明治22(1889)年、清作は猪苗代高等小学校に入学する。往復三里の道を4年間通うことになる。学校の水準は小村にしては非常に高度であったという。商業過程と農業過程を選択することができ、清作は農業過程を選んだ。またこの学校の特色は英語にあった。

明治19(1886)年の小学校令改正以降、外国語科は随意科目ないし加設科目として位置づけられており、実際に正課に取り入れられた学校は少なかった。明治23(1890)年、文部省は小学校令施行規則で外国語科の方針を初めて明示した。「高等小学校ノ教科ニ外国語ヲ加フルトキハ将来ノ生活上其知識ヲ要スル児童ノ多キ場合ニ限ルモノトシ読方訳読習字書取会話文法及作文ヲ授ケ外国語ヲ以テ簡易ナル会話及通信等ヲナスコトヲ得セシムベシ」とある。
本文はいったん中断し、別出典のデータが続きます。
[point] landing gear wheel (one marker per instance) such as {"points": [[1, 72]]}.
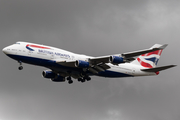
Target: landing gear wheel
{"points": [[20, 67], [70, 81], [69, 78]]}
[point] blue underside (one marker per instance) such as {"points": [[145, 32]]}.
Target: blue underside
{"points": [[53, 65]]}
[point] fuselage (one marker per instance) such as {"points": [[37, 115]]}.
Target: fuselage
{"points": [[47, 56]]}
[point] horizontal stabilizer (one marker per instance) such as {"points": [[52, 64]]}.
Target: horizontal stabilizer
{"points": [[136, 53], [156, 69]]}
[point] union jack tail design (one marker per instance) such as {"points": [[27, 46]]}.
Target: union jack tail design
{"points": [[149, 60]]}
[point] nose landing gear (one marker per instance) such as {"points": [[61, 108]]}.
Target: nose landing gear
{"points": [[20, 67]]}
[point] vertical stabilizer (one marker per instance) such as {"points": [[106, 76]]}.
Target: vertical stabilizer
{"points": [[149, 60]]}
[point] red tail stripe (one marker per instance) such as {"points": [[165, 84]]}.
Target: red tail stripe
{"points": [[147, 65], [36, 46]]}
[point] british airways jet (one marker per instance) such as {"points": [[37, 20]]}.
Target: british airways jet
{"points": [[64, 65]]}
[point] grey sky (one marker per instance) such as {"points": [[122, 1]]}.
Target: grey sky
{"points": [[96, 28]]}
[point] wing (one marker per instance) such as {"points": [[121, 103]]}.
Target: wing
{"points": [[126, 56], [97, 64]]}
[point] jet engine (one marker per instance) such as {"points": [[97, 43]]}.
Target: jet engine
{"points": [[58, 78], [116, 59], [48, 74], [81, 64]]}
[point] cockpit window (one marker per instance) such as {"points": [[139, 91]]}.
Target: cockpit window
{"points": [[18, 43]]}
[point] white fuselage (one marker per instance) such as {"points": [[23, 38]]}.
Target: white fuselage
{"points": [[47, 56]]}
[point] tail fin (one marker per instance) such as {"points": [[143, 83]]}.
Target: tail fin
{"points": [[149, 60]]}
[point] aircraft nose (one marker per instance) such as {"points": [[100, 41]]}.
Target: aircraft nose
{"points": [[4, 50]]}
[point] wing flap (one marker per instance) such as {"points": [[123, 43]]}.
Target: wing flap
{"points": [[67, 63], [158, 68]]}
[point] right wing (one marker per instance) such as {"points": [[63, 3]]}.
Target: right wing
{"points": [[97, 64], [156, 69]]}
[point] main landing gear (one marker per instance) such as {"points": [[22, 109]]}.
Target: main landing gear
{"points": [[20, 67], [69, 80], [86, 78]]}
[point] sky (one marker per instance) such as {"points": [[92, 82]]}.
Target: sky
{"points": [[94, 28]]}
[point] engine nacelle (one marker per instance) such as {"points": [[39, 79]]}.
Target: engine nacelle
{"points": [[81, 64], [116, 59], [58, 79], [48, 74]]}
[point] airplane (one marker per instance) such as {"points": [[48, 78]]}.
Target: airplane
{"points": [[63, 65]]}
清作自身も英語が大好きだった。当時の教科書は明治19(1886)年から始まった検定制度下にあった。明治22年度には25種類の英語教科書が検定に合格していた。しかし実際には、未検定の舶来の教科書も使用されていた。『ナショナル(NATIONAL)』、『ロングマン(LONGMAN)』、『スイントン(SWINTON)』などである。猪苗代高等小学校が使用した教科書はバーンズの『ナショナルリーダーズ』であった。中学校でもよく使われ、第5巻まで出版されたが、高等小学校では第3巻まで使用された。ちなみに第4巻15課の「ふか」は翻訳されて国定第三期の『小学校国語読本巻11』に出ている。また第5巻12課「月光の曲」は『小学国語読本巻12』に採られているなど影響が非常に強い教科書である。

清作の家にはランプがない。夜は隣家の旅籠屋松島屋の風呂焚き仕事を手伝いながら、ナショナル リーダーを勉強したという。また田の見回りなどにも、絶えず懐にリーダーを入れていたという。
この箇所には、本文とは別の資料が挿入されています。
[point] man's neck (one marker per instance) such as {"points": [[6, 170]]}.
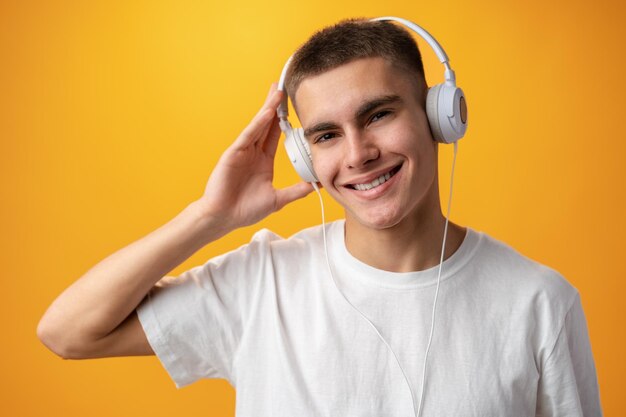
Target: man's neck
{"points": [[413, 245]]}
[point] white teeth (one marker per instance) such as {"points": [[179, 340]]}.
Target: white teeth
{"points": [[378, 181]]}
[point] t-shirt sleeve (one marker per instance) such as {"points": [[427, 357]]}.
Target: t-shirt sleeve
{"points": [[568, 384], [195, 322]]}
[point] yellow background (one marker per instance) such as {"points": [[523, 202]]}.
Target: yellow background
{"points": [[112, 114]]}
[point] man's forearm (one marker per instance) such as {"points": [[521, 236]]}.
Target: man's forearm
{"points": [[104, 296]]}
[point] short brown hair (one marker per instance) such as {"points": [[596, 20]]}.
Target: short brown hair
{"points": [[349, 40]]}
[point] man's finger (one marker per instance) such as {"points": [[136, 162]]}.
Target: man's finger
{"points": [[292, 193]]}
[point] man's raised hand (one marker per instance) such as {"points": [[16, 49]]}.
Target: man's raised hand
{"points": [[240, 190]]}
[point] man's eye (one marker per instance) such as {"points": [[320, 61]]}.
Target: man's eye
{"points": [[379, 115], [324, 137]]}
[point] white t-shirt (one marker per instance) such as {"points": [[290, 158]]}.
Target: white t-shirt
{"points": [[510, 335]]}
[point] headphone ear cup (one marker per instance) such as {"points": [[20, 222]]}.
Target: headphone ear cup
{"points": [[300, 154], [446, 109], [432, 99]]}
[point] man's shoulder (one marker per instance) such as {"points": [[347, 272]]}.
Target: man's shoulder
{"points": [[519, 272]]}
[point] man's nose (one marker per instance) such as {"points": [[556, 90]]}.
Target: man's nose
{"points": [[360, 149]]}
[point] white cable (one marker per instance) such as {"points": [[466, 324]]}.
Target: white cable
{"points": [[443, 247], [432, 323], [330, 270]]}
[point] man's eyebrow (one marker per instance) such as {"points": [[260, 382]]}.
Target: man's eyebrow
{"points": [[320, 127], [361, 112]]}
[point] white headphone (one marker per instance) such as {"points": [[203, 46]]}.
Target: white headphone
{"points": [[445, 107]]}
清作の左手は、小林先生を初め教師と生徒の募金で、会津若松市の医師渡辺鼎氏により手術が行われ成功した。高等小学校を首席で卒業した清作は、それが縁で渡辺家で働くようになる。清作はたちどころにドイツ語フランス語をマスターする。清作16才、医学の道を志したのである。

ナショナル(NATIONAL)
ロングマン(LONGMAN)
スイントン(SWINTON)

"Twinkle,twinkle,little star; How I wonder what you are! Up above the world so high, Like a diamond in the sky."

When the glorious sun is set, When the grass with dew is wet, Then you show your little light, Twinkle, twinkle,all the night.

All things bright and beautiful, All creatures great and small, All things wise and wonderful, The good God made them all.